Peki, hastalık nasıl nüksetti?
Mezkûr yazar, Truva ve Hitit medeniyetine gözümüzü açmamızı istiyordu.
Çanakkale mirasına kör ol, Truva’ya, Hitit’e gözünü aç! Garip değil mi?
Hani bir reklam vardı. Bir böcek “Taktik değiştirmişlerrrrr!” diye bağırıyordu.
Evet, taktik değiştirmişler. Çanakkale’yi kötülemek tutmadı. Kötülersen bu millet, inadına sâhip çıkıyor. En iyisi, başka bir şeyi öne çıkarıp unutturmak.

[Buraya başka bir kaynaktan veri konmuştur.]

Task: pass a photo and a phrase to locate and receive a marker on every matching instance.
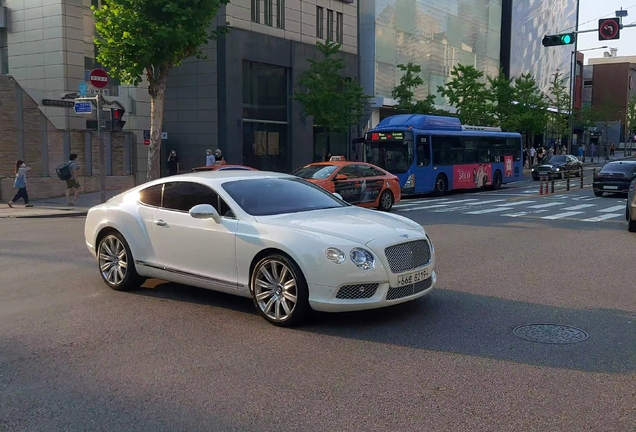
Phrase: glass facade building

Bu taprakların medeniyetlerin beşiği olduğuna itirâzımız yok. En son biz geldik ve bu topraklarda bir medeniyet inşâ ettik. Bu topraklar bizim. Bedeli kanla ödendi. Nokta!

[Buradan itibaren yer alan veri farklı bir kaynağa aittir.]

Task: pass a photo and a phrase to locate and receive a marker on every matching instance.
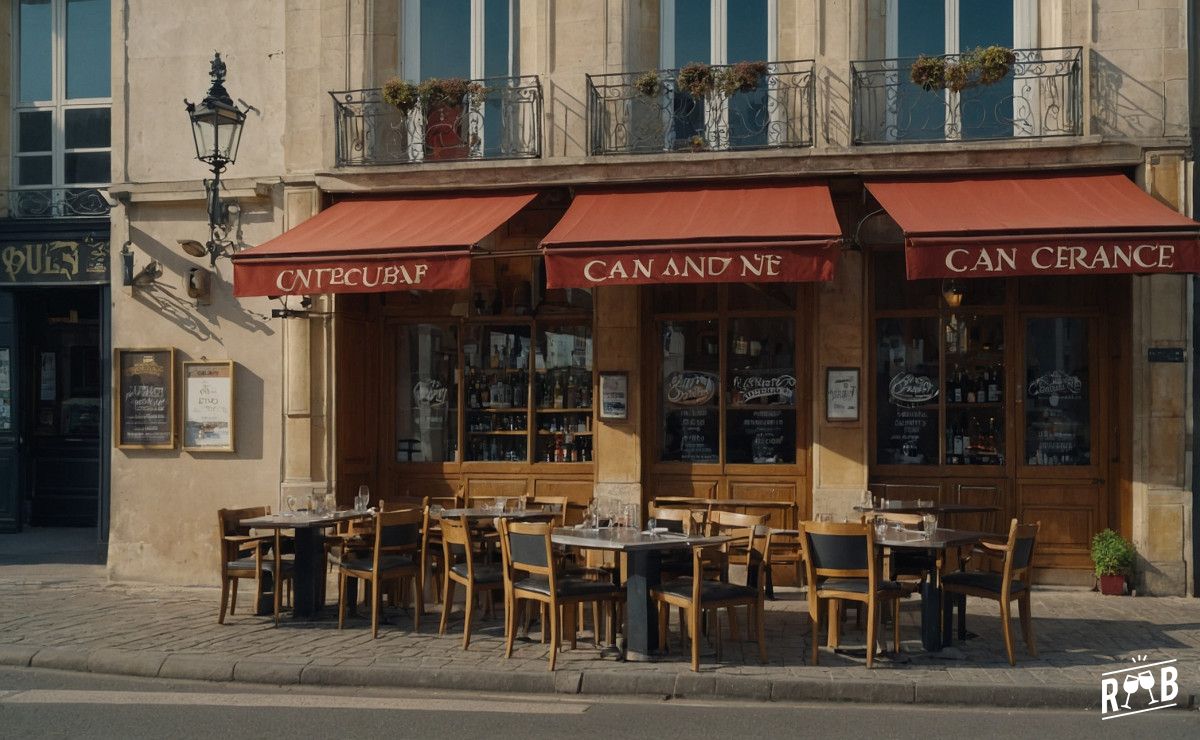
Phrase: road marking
(286, 701)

Geçin Brunson’u, McKinsey’i! Elin oğlunun tek derdi var. Anadolu’daki eski medeniyetleri öne çıkarıp Türk-İslâm medeniyetini unutturmak. Yeni Haçlı seferi, işte bu!
İçimizdeki Truva atları da buna hizmet ediyorlar.
Medeniyetler ittifakı diye bir şey yok!
Dinlerarası dialog safsatası bunun içindi!
Elimden geldiği kadar, bir Haçlı seferi olan sinemadaki tehlikelere dikkat çekiyorum. Kapadokya’ya göz diktiler. Fitne fücür dolu filmler çekiyorlar. Buranın asıl sâhiplerinin Hristiyan milletler olduğunu, ince ince işliyorlar. Karadeniz’de, Ege’de ayrı ayı ayrı oyunlar dönüyor.
Gelelim habere…
Çorum’da Bahçelievler Meslekî ve Teknik Anadolu Lisesi bünyesinde bir grup kız öğrenci, robot takımı kurmuş. 2017 yılından itibâren Avusturalya, Çin, Kanada, Meksika, Amerika’nın yanı sıra Türkiye’de de düzenlenen Uluslararası First Robotics Competition Robot Yarışmaları’na katılmaya başlamış.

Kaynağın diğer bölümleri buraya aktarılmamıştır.